Deferred income tax assets are recognized to the extent that it is probable that future taxable profit will be available
against which the temporary differences can be utilized.
Deferred income tax is provided on temporary differences arising on investments in subsidiaries and associated
companies, except where the timing of the reversal of the temporary difference is controlled by the Group and it is
probable that the temporary difference will not reverse in the foreseeable future.
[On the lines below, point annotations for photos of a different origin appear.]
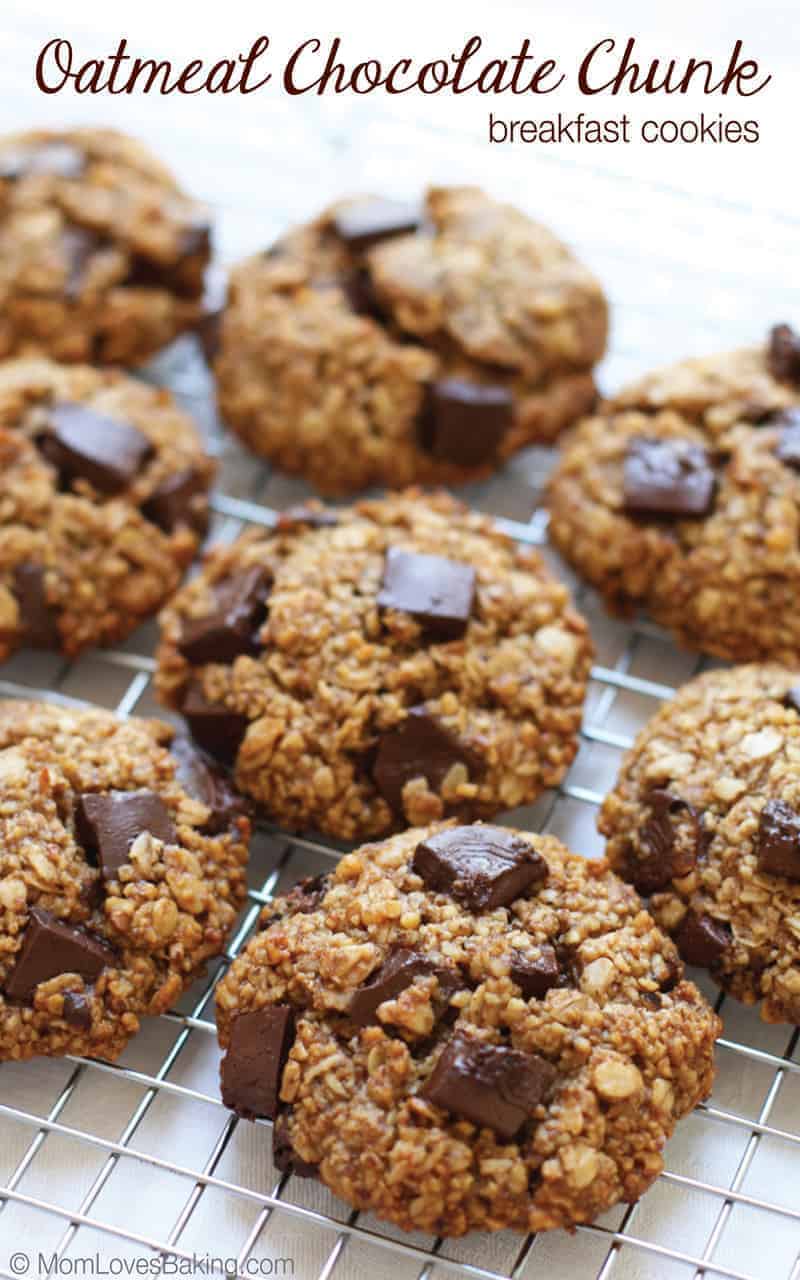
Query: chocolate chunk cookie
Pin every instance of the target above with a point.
(103, 503)
(396, 662)
(410, 1063)
(101, 255)
(682, 496)
(118, 878)
(387, 343)
(705, 817)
(s) Contingent liabilities
A contingent liability is a possible obligation that arises from past events and whose existence will only be confirmed
by the occurrence or non-occurrence of one or more uncertain future events not wholly within the control of the
Group. It can also be a present obligation arising from past events that is not recognized because it is not probable
that outflow of economic resources will be required or the amount of obligation cannot be measured reliably.
A contingent liability is not recognized but is disclosed in the notes to the financial statements. When a change in the
probability of an outflow occurs so that the outflow is probable, it will then be recognized as a provision.
(t) Financial guarantee contracts
Financial guarantee contracts under which the Group accepts significant risk from a third party by agreeing to
compensate that party on the occurrence of a specified uncertain future event are accounted for in a manner similar
to insurance contracts. Provisions are recognized when it is probable that the Group has obligations under such
guarantees and an outflow of economic resources will be required to settle the obligations.
(u) Revenue
Revenue is measured at the fair value of the consideration received or receivable for the sale of goods and services
in the normal course of the Group’s activities.
(i) Sale of goods and services
Revenue from sale of hardware, software and peripherals, and services and mobile devices, and is recognized,
net of value-added tax, an allowance for estimated returns, rebates and discounts, when both ownership and
risk of loss are effectively transferred to customer, generally when there is a persuasive evidence of a sales
arrangement exists, the price is fixed or determinable, collectability is reasonably assured and delivery has
occurred. Revenue from extended warranty contracts is deferred and amortized as earned over the contract
period, generally of three years. Revenue associated with undelivered elements is deferred and recorded when
delivery occurs. Revenue from provision of systems integration service and information technology technical
service is recognized over the term of contract or when services are rendered.
The Group defers the cost of shipped products awaiting revenue recognition until the goods are delivered and
revenue is recognized. In-transit product shipments to customers of US$48 million as at March 31, 2010 (2009:
US$77 million) are included in deposits, prepayments and other receivables in the balance sheet.